Michelle Obama says the impetus for the garden is to educate around obesity and healthy living. In the refreshing “open-doors” policy the Obamas have set, some kids from a local school are coming to help plant the garden. Even Barack, Michelle and their girls will be weeding. Woah. Will all the produce end up at fancy dinners? Or will some it go to those in need? However it develops, I hope it spreads like wildfire. I hope people in suburbia look at their water-fed green lawns and think, “Hmm, there might be a better use for this space.” I hope communities everywhere say, “Hey, we should have a garden too.”
I tend to agree with you Molly, about the trend thing. But for good trends, I don’t really care. Whatever gets people going in the direction of good is ok by me. I know, it’s lame, but unfortunately humanity is lame sometimes.
I just hope the trend lasts. It’s got to. The world won’t survive if it doesn’t.
And with that, happy spring!
This is so awesome! How fucking cool are the Obamas! It’s insane how much they live the talk!
Kate, You’re right. Whatever nudges the masses, so be it! Though, I wonder if “lame” is the right word. Uninformed or superficial, in the literal sense of the world, as in having an understanding that is about 1 inch shallow. I have this on many topics.
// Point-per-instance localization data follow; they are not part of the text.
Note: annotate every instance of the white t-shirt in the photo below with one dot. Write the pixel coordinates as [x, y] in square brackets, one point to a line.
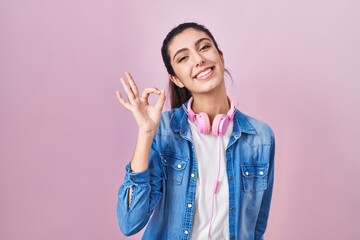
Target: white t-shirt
[207, 155]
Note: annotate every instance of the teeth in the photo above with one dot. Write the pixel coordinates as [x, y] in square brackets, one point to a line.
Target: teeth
[204, 73]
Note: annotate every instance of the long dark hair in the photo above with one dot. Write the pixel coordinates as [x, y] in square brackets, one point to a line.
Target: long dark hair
[180, 95]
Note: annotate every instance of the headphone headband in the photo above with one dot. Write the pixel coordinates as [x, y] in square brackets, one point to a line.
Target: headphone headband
[201, 120]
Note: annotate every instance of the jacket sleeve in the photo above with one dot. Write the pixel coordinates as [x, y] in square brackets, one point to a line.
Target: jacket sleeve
[265, 204]
[146, 193]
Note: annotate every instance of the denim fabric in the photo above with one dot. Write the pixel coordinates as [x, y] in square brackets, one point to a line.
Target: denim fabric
[165, 192]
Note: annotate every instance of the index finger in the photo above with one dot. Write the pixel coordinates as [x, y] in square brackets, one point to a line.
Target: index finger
[132, 84]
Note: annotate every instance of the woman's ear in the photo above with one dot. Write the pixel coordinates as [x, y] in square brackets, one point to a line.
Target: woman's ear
[176, 81]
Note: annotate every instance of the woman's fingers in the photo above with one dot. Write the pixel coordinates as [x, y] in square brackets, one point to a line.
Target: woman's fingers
[122, 101]
[129, 92]
[132, 84]
[147, 91]
[160, 102]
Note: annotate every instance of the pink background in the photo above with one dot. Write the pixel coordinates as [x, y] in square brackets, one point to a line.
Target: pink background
[65, 139]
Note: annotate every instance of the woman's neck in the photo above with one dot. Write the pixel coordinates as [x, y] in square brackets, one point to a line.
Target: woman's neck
[211, 104]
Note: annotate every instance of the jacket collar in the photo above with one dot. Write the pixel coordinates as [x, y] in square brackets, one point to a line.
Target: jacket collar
[179, 123]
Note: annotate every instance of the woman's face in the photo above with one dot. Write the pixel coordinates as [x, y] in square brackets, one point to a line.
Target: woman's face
[197, 63]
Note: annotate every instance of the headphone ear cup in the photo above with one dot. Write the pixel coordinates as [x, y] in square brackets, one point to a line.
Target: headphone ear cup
[220, 124]
[203, 123]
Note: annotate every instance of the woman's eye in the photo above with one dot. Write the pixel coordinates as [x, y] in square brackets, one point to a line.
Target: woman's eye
[182, 59]
[204, 47]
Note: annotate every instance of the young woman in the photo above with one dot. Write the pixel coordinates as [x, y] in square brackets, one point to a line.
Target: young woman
[202, 170]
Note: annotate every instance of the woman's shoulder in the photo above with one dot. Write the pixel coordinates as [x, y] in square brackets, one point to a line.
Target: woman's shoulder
[259, 127]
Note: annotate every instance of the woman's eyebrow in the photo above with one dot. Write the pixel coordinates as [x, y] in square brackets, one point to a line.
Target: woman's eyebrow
[196, 43]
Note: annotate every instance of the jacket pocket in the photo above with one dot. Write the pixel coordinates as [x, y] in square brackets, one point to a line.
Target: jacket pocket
[254, 177]
[174, 167]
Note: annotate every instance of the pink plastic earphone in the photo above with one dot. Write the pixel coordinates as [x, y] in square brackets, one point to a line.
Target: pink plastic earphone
[202, 122]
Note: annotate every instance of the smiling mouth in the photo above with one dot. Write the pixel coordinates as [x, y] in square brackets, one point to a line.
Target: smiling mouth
[204, 74]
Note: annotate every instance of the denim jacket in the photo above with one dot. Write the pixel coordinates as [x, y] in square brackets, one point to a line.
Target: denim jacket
[165, 192]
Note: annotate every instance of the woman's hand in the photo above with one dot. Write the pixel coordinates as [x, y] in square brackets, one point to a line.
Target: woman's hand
[146, 116]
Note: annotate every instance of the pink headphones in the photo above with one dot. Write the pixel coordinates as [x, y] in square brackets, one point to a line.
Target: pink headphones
[202, 122]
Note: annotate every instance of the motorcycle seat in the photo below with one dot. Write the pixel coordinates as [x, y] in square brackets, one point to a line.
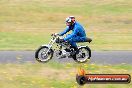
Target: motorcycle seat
[87, 40]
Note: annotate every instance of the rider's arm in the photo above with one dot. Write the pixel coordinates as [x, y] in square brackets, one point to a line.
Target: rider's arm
[74, 33]
[65, 31]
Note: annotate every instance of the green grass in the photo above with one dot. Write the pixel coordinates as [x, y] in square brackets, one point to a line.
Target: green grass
[56, 75]
[25, 25]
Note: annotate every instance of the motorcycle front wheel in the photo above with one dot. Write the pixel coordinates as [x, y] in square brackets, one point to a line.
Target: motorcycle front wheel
[82, 55]
[43, 54]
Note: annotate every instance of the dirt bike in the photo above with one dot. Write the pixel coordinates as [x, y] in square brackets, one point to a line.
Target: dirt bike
[45, 52]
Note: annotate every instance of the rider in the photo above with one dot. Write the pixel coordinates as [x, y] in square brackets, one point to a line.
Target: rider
[78, 33]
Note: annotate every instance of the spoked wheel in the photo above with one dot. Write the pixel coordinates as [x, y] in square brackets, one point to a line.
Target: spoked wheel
[82, 55]
[43, 54]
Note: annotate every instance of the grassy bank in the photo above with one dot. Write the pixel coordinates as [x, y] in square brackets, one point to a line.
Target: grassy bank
[55, 75]
[26, 24]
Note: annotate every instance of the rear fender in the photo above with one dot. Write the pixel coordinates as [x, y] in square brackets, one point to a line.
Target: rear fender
[87, 49]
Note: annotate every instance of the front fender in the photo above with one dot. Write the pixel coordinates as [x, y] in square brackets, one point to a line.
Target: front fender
[87, 49]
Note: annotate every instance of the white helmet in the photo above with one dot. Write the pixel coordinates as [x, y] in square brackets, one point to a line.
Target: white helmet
[68, 20]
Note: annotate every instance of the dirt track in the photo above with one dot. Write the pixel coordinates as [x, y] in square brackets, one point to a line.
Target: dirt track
[101, 57]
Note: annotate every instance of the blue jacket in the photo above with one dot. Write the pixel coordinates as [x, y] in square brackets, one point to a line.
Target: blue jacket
[77, 31]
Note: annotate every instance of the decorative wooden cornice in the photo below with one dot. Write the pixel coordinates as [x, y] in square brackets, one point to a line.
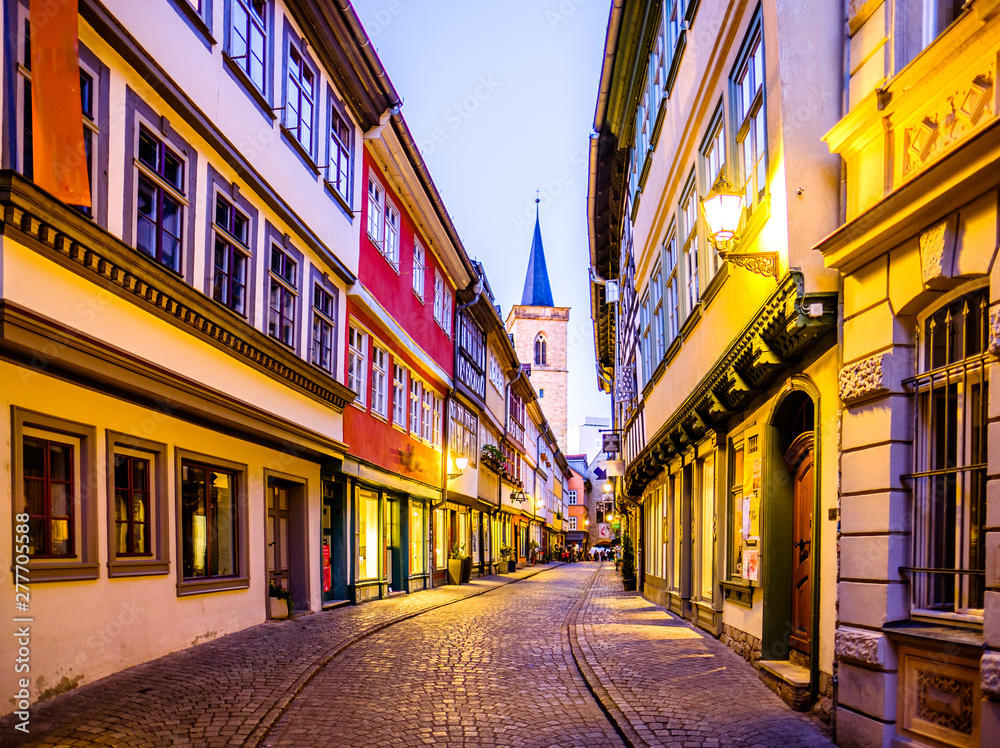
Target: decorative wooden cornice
[774, 341]
[46, 225]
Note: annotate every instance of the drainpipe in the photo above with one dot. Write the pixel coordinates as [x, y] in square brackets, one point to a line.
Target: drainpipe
[506, 421]
[476, 289]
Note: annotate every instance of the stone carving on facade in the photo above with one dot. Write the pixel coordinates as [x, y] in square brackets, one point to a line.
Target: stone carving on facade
[864, 379]
[865, 647]
[948, 121]
[994, 344]
[945, 701]
[989, 668]
[761, 263]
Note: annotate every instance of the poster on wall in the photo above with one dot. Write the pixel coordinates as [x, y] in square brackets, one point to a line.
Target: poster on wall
[754, 530]
[751, 564]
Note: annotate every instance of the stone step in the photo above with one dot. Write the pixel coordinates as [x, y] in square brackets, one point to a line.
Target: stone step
[788, 680]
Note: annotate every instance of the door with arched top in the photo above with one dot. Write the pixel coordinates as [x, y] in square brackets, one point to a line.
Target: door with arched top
[800, 462]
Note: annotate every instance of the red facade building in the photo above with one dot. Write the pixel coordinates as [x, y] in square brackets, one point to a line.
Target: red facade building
[399, 350]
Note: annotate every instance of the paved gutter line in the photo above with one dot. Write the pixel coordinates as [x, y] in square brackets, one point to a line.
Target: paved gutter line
[622, 724]
[266, 723]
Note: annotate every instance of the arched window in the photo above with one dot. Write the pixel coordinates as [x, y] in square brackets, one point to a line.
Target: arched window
[541, 354]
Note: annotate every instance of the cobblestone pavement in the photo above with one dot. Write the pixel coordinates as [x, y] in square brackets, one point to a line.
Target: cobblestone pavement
[496, 670]
[453, 667]
[667, 683]
[225, 692]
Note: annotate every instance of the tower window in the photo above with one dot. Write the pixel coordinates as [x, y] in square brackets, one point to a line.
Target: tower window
[541, 353]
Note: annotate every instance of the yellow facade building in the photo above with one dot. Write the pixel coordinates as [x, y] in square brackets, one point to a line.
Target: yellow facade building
[723, 369]
[919, 593]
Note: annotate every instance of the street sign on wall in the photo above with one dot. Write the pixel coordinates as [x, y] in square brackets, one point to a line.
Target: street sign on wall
[611, 441]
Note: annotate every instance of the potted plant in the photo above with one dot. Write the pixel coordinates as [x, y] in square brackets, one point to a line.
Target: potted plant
[492, 457]
[456, 562]
[507, 554]
[280, 599]
[628, 564]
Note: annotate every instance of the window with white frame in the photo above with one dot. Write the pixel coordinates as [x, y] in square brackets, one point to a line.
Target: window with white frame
[419, 258]
[161, 200]
[231, 255]
[657, 74]
[438, 412]
[464, 440]
[645, 338]
[951, 395]
[671, 291]
[442, 302]
[300, 97]
[283, 295]
[390, 247]
[689, 241]
[324, 333]
[748, 115]
[210, 525]
[496, 372]
[376, 197]
[248, 39]
[541, 350]
[357, 359]
[713, 164]
[674, 11]
[399, 395]
[416, 408]
[656, 313]
[338, 170]
[427, 415]
[379, 371]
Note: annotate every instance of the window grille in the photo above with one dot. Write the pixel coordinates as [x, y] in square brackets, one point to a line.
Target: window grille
[950, 452]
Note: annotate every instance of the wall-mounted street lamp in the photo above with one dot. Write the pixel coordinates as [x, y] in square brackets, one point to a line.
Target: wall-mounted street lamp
[519, 496]
[460, 464]
[723, 209]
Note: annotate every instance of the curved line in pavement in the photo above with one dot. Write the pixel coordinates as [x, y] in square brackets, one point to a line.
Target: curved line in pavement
[264, 726]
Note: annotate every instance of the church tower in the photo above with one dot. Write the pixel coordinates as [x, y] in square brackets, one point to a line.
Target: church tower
[540, 330]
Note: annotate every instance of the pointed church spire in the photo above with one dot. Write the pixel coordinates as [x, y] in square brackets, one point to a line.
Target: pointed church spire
[537, 291]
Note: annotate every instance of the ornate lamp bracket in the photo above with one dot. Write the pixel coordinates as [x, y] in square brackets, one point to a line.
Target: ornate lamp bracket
[762, 263]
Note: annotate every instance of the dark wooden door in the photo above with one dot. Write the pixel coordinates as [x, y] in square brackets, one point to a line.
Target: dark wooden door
[277, 535]
[800, 461]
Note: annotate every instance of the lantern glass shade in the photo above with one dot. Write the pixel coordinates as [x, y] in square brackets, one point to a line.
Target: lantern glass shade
[723, 209]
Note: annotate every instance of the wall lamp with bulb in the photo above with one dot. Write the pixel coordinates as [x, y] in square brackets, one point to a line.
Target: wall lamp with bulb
[723, 210]
[460, 464]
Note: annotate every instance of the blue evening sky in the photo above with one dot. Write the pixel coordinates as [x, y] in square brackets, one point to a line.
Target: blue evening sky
[500, 98]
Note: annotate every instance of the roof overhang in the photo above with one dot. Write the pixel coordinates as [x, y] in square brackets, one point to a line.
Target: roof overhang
[774, 341]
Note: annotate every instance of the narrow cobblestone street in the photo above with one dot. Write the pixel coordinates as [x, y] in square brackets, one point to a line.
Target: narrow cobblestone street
[486, 664]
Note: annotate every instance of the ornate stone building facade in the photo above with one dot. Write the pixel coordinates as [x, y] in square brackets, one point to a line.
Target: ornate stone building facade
[723, 368]
[919, 583]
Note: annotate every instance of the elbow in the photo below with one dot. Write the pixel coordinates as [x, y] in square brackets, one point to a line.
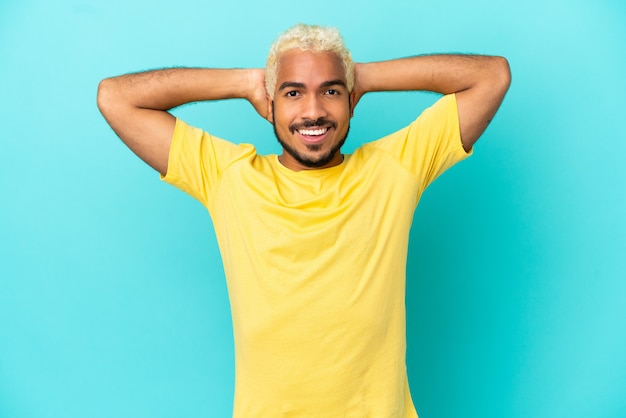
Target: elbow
[103, 97]
[501, 72]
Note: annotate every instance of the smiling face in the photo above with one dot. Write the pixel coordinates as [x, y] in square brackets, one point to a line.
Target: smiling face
[311, 109]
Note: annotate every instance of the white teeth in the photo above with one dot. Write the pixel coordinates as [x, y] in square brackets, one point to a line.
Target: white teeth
[313, 132]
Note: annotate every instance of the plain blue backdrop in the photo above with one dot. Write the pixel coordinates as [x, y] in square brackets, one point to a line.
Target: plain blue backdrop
[112, 296]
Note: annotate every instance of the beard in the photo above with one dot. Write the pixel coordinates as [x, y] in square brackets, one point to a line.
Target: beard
[307, 160]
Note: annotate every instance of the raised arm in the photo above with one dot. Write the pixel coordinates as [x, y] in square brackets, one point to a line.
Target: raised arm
[136, 105]
[480, 83]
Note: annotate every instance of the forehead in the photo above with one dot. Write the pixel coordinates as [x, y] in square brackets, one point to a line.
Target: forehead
[309, 67]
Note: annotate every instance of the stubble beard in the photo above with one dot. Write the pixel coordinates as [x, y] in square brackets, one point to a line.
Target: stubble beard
[309, 161]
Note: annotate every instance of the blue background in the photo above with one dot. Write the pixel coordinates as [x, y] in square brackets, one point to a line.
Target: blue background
[112, 297]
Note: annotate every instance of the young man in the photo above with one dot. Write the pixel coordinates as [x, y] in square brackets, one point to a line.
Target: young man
[314, 242]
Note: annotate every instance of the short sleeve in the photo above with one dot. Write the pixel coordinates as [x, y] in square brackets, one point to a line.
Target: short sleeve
[197, 161]
[429, 145]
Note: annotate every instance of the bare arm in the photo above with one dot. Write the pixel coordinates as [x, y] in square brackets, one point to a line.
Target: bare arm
[480, 83]
[136, 105]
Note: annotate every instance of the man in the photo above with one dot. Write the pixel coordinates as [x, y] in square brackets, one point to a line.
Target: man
[314, 242]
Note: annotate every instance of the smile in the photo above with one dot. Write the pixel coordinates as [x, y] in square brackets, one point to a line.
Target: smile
[313, 132]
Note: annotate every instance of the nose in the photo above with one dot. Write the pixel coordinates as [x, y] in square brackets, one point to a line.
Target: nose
[313, 108]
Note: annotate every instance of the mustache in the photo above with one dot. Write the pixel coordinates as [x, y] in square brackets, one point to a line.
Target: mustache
[310, 123]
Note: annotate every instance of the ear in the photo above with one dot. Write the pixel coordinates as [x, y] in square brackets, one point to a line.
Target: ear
[270, 109]
[352, 102]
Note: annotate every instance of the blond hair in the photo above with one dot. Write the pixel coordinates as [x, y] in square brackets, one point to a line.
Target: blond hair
[311, 38]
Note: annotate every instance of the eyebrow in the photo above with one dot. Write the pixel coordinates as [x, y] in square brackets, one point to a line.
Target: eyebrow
[295, 84]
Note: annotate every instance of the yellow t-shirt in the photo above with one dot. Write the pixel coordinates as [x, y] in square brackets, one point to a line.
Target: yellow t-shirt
[315, 264]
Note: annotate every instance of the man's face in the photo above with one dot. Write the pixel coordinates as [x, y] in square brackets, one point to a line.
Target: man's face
[311, 109]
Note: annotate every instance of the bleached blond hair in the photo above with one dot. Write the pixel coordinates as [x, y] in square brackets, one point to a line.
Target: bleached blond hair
[311, 38]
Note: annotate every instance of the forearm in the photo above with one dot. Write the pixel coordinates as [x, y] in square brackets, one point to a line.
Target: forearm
[480, 83]
[168, 88]
[439, 73]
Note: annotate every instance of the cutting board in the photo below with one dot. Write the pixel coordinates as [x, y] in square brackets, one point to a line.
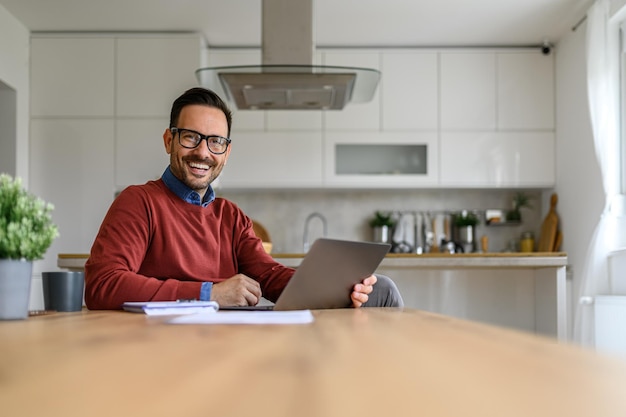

Besides the obvious benefit of food production for hungry people, a garden offers the deep learning sages have written about for centuries. The act of caring for a plant reminds you to take care of yourself. We don’t all have room for an expansive veggie garden, but we do have room for one potted plant, just one. You water the plant, you drink water; you weed away the dead leaves, you weed away the unnecessary in your life; you open the curtains to sunlight, you go outside and get some Vitamin D. So simple, but the daily reminder of my plants helps me feels a part of something larger, and simultaneously less ego-centric. The best is to watch a child pull a carrot out of the ground for the first time and go, “Woah!”
Kimmi, I am equally impressed. I didn’t think it would actually happen. Really, the shout-out goes to the hard-working journalists out there. Michael Pollan, for one, has done A LOT to get mainstream America paying attention, which we can see, has trickled up.
In the course of my after-school work with high school students in the South Bronx, I spend a lot of time sitting around eating. We eat mostly what the Fine Fare around the corner has on offer, and our tight non-profit budget allows. PBJ, grilled cheese etc. One baby step away from fried chicken. A few weeks ago one of the students noticed that the cheese singles he was eating were “cheese product” rather than “cheese.” So I attempted to initiate the conversation of processed foods vs. (somewhat) pure foods, only to discover that the majority of the students didn’t know that cheese came from the milk of cows (I didn’t even try to get into goat’s milk). Considering the cheeses readily available at the local mart, this might not actually be that surprising, as “cheese product” is sufficiently far from “cheese” or “milk” to warrant another name.
The good news is that I now get bi-weekly deliveries of cases of bananas, citrus, and apples. I expected to be delivering a bi-weekly bag of rotten fruit to the garbage can, but damned if the students didn’t eat all the fruit, even smuggling out green bananas under their shirts. Paradoxical, and certainly proof enough for me that even teenagers have the capability to eat better than we give them credit for- we are (most of us) opportunistic omnivores, after all. There is also no doubt that every one of these students looks to Obama in a way they have never looked to a political figure. From “cheese product” to great hope!
i love the obamas. i love their garden. i love america so much more because of that garden. i hope we start planting gardens all over this fine country.